A little background. Before we issue errata, we have to decide whether
we should. That's usually pretty simple, but sometimes a bug looks
exploitable when it isn't, or is exploitable when it looks benign.
Clearly issuing zero errata isn't a workable solution, so we could issue
errata for everything, but that leads to "patch fatigue". Instead, we
pick and choose as best we are able. Sometimes that's hard.

Our primary focus is not on developing exploits. We have limited
time and many other things to work on, and there is no reward for us to
continue investigating exploit potential beyond a certain point.

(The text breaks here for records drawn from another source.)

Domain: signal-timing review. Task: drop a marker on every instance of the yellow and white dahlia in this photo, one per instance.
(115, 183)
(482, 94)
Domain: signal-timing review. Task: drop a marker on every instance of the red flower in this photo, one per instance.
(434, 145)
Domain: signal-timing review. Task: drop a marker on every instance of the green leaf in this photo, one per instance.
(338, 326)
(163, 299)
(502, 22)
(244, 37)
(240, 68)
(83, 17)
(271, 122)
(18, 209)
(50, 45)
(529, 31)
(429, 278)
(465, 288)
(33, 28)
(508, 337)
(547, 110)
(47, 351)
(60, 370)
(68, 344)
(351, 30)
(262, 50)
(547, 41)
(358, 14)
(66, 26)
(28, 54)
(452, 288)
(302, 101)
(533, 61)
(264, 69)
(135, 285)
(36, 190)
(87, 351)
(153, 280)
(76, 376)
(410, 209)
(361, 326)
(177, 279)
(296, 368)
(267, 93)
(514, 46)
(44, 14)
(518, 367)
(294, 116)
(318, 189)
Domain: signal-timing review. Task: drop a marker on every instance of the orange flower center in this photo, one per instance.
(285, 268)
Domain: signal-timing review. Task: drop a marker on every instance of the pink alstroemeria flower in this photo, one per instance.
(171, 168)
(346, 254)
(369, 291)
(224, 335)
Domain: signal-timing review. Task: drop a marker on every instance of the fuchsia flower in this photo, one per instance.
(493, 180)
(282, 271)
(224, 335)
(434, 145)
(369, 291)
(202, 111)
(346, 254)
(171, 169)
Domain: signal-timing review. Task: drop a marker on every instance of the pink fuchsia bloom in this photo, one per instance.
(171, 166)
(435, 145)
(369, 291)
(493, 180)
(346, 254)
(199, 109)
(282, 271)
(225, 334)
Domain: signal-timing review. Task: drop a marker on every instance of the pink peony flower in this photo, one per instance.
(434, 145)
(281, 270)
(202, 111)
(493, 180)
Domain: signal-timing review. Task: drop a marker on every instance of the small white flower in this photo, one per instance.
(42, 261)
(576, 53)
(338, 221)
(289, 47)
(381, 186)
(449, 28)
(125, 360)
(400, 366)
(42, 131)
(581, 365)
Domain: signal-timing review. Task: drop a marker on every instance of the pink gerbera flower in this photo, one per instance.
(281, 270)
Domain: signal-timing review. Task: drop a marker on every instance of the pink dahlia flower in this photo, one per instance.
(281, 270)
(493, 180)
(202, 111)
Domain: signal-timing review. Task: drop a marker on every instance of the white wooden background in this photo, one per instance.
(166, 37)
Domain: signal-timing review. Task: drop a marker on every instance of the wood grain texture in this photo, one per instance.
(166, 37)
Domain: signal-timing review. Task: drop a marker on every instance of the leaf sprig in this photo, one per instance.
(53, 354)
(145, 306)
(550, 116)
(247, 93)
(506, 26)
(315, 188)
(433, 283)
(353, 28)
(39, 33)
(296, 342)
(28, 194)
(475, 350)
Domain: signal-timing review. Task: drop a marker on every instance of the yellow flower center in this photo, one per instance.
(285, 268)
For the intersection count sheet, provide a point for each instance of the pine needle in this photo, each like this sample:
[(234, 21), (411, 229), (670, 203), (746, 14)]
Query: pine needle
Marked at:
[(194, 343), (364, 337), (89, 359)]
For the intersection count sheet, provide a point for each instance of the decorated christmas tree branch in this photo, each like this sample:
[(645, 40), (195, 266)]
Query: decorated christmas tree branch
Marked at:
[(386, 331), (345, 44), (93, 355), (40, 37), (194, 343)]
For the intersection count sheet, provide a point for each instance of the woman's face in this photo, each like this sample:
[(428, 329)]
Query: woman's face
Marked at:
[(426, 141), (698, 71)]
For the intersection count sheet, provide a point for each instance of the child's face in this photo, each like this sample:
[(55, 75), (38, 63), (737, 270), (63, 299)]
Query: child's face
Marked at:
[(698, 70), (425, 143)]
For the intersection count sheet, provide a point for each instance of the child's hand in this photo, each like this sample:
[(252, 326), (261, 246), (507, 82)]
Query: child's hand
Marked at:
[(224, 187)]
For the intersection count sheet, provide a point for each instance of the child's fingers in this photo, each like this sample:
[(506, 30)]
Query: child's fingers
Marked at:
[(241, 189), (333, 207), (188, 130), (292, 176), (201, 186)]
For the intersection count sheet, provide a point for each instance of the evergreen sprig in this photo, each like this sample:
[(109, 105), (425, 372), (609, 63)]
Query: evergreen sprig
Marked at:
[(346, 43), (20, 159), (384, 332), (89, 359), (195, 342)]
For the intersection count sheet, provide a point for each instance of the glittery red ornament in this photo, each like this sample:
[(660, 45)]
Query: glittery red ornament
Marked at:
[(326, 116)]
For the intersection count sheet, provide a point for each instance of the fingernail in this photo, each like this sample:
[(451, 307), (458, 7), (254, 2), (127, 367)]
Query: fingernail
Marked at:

Referring now to a specific commit by jsing, see the commit for
details. The bug's existence was publicly disclosed 3 years ago; I'm not
about to reveal anything particularly secret.
http://marc.info/?l=openbsd-cvs&m=139913610412127&w=2

The first issue is being able to trigger a memcpy with a small
negative (huge unsigned) length. In general, any memory corruption can
lead to code execution, but the specifics are application dependent.
It's only a problem if there's privilege escalation involved. PEM
encoded certs aren't used in the TLS wire protocol, for example, so
network services are not affected.

The second issue is that the incorrect handling of base64 padding will
also decode to different bytes than a correct implementation. In
general, any time two parsers process the same input and generate two
different outputs that can lead to a security bypass, but again, the
specifics are app dependent.

We looked at these issues for a while and couldn't see a means to
exploit them that would justify issuing a patch, but we can't rule out
that possibility either. We neither want to cry wolf nor hide the truth.
Lacking a clear consensus that we should patch or not patch, what
you're getting instead is this email. (I initially proposed a patch
and an email saying the patch was unnecessary, but it seems less
confusing to simply send the email.)

This email doesn't offer a lot of guidance about what to do, for which
I apologize. At least now you know what we know.